Cultuurstelsel atau Sistem Tanam Paksa memberi keuntungan yang besar terhadap
Belanda, terutama pada awal pelaksanaannya. Selain itu, sebenarnya juga membuat kemajuan
ekonomi di desa-desa karena tingginya tingkat produksi dan ekspor tanaman-tanaman
perdagangan.
Dalam pelaksanaan sistem tanam paksa banyak mengalami terjadi penyimpangan
dalam pelaksanaannya. Misalnya saja di dalam perjanjian tanam paksa, luas tanah itu adalah
1/5 dari tanah pertanian. Tenyata diambil mencapai 1/3 dan bahkan hinga semua tanah desa
diambil.
Hal ini menimbulkan kemiskinan dan kesengsaraan terhadap masyarakat Indonesia. Yang
kemudian menimbulkan berbagi macam reaksi terhadap pelaksanaan sistem tanam paksa yang
dinilai sangat menyengsarakan rakyat.
3.2. Saran
Penulis berharap semoga para pembaca terutama mahasiswa sejarah dapat lebih
memahami mengenai Sistem Tanam Paksa, baik dalam penerapannya, sekaligus dampak yang
ditimbulkan berupa kemajuan ekonomi dan kemiskinan.
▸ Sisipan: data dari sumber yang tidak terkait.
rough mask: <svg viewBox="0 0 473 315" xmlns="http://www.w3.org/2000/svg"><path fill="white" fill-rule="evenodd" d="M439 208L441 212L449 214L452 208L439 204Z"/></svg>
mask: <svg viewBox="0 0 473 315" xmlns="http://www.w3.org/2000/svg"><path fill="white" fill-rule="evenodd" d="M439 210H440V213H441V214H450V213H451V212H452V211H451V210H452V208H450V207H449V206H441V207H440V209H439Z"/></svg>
Penulis juga menyadari makalah ini
masih banyak kesalahan dan kekurangan maka dari pada itu penulis mengharapkan kritik dan
saran dari pembaca demi perbaikan makalah yang akan datang akan lebih baik lagi.

9
DAFTAR PUSTAKA
Jurnal Avantara. Universitas Negeri Surabaya. Vol. 1. Nomor. 1, Januari 2013: 64-70. “Tanam
Paksa Sebagai Tindakan Eksploitasi”. Surabaya, 2013
Marwati, Poesponegoro, Notosusantu. 1990. “Sejarah Nasional Indonesia”. Jakarta: Balai
Pustaka.
Notosusanto dkk. 1993. “Sejarah Nasional Indonesia 2”. Jakarta : Balai Pustaka.
Soejono, R.P., & Leirissa, R.Z. 2008. “Sejarah Nasional Indonesia IV: Kemunculan
Penjajahan di Indonesia”. Jakarta: Balai Pustaka.